Written by greg on October 16, 2018
Many of my clients who were injured in Houston car accidents, have asked the same question- can I trust the adjuster? The adjuster is at first very friendly, and frankly, the more serious the injury or liability factors (such as getting hit by a drunk driver or an 18-wheeler), the friendlier the adjuster will become.
The real truth is the insurance adjuster is your adversary, and if the adjuster pays you pennies on the dollar, he or she may receive bigger bonuses, or promotions for saving the insurance company money. The individual adjuster you are dealing with most likely is an employee of the insurance company and has supervisors to answer to about what they paid.
Watch out for Adjusters Tricks
When you are dealing with an insurance adjuster, watch out for the tricks of the trade. Being friendly and nice is just part of the technique’s adjusters have been trained to use. Watch how quickly things change when you start talking about money. The friendly, nice adjuster suddenly turns into a hard-cold person.
Watch out for statements, as what you say will definitely be held against you. I recommend that you do not give statements. If you do give a recorded statement don’t volunteer any information, tell the truth and don’t exaggerate your injuries, but don’t leave any injury out either.

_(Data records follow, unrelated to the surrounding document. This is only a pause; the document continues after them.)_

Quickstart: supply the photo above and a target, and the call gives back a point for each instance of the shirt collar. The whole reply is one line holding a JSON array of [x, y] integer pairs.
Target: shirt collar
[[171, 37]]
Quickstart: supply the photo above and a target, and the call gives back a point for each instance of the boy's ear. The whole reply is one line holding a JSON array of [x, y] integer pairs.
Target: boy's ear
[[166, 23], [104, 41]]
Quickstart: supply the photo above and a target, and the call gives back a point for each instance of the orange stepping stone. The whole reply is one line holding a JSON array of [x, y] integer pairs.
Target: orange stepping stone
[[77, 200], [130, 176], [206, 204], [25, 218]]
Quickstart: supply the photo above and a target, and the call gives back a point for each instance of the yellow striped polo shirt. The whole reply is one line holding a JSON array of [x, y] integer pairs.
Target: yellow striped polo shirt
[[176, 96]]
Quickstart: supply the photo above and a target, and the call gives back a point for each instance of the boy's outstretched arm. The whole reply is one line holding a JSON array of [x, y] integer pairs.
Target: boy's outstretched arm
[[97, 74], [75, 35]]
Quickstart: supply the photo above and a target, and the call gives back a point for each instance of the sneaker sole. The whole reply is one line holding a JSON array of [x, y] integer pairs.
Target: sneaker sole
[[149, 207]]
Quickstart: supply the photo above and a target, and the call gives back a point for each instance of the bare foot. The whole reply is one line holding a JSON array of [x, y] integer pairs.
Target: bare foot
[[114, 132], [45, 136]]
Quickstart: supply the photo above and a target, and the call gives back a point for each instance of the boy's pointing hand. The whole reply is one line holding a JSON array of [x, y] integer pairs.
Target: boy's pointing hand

With Serious Injury get Advice from a Reputable Injury Lawyer
If the accident was a serious one and you or a loved one has suffered, you should contact a personal injury attorney before you talk with any adjusters. The more money at stake, the more aggressive in tactics is the insurance company. Many times, in serious injury cases, the adjuster will “accept liability” and make promises to take care of you. Do not fall for it.
Accepting Responsibility Does Not Mean Fairness
One of the tricks of the trade is for the insurance company to acknowledge that they will be responsible for the claim early with the injured person and before the person has hired an attorney. This technique is used indirectly to discourage the hiring of a personal injury lawyer. With the adjuster telling you that they “accept responsibility”, the message they are trying to send is you don’t need a lawyer.
It is only after money is first discussed that the accident victim understands they have been duped. They really do need a lawyer and unfortunately, by delaying hiring a qualified attorney they may have damaged their claim.
The insurance company is trying to settle with you for as little as possible. If your case is serious, you can do a lot of damage to the case by trusting the adjuster, only seeking legal help after you understand you have no leverage and the insurers true colors shown.